Evidently a labdoodle is not in my future however.

Because ten days ago I walked into my gym and my Pilates instructor announced she had just picked up a stray puppy and didn’t know what to do with it. The dog had wandered or been dropped at a busy neighborhood intersection. She’d already been to the vet who found no i.d. chip. Everyone in the gym was gaga over the lab mix puppy, which had on a collar but no tags and seemed underweight but not mistreated. With her pale blond coat and dark eyes, she looked like a mini-Zeus. Very mini. Whatever part of her is not lab is something small, a terrier or maybe a beagle. She—my teacher, not the puppy although come to think of it her too—gave me one of her most winning, beseeching smiles. I called Ralph. We agreed to foster the puppy and maybe keep it if no one claimed her. The signs and Facebook announcements were already going up.

Ralph immediately named her Lola, as in “whatever Lola wants…” My granddaughter came to visit and fell in love. So did my daughter. Zeus not so much. Ralph and I tried to keep our distance in case someone showed up. But Lola was, is, awfully cute. No one called. I took her for shots and signed her up for puppy class. She began to house train in earnest.

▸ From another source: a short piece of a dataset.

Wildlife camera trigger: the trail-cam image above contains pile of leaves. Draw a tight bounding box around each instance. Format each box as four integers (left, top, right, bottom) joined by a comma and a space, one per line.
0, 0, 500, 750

Which means I am house training her. I am also feeding her and teaching her to sit and come—as far as I’ve gotten in basic dog etiquette. Basically I do all the disciplining and getting up at the crack or dawn and at midnight for “do your business” walks. Ralph cannot keep straight what and when Lola eats or how much to feed or that she needs to go out when she whimpers, but Lola adores him and vice versa. He is the one she sleeps with on the couch. She follows him everywhere when she is not following Zeus, who has gradually learned to tolerate her. I admit I resent that she needs me as soon as I sit down at my computer, and I also resent that she prefers to snuggle with Ralph. It is baby rearing all over again.

But I realize it is good we have a dog to train now rather than later, when it would be too much for Ralph even from the sidelines. I was about to write this up this afternoon when my cell rang.

“Do you have Lola?” Ralph was calling although I thought he was downstairs with the dogs.

“No, you saw me go upstairs.”

“I came up to the barn. I thought you had her and now I can’t find her.” Basically, he couldn’t remember if he took her with him to the barn or left her in the house. I said something snarky that I shouldn’t have and ran downstairs calling her name.

“She isn’t in the house.”

“Stop blaming me. We have to find her!”

Ralph’s calm in a crisis was always one of his signature traits, but not anymore. He began to panic, the way he does these days.

I went outside and called her name but was worried myself. We live on acres and acres of pasture and farmland. It would take no time at all for a small dog to disappear. At the front of the house, I called again. She came running from the direction of the barn.

The good news: Lola comes when called and will probably grow into the perfect companion dog for Ralph. The bad news: I really can’t expect Ralph, who has raised countless dogs over the years, to keep track of the puppy he loves.
ralph and dogs

ps.  Ralph says he thinks we should get the labdoodle puppy for Lola to play with.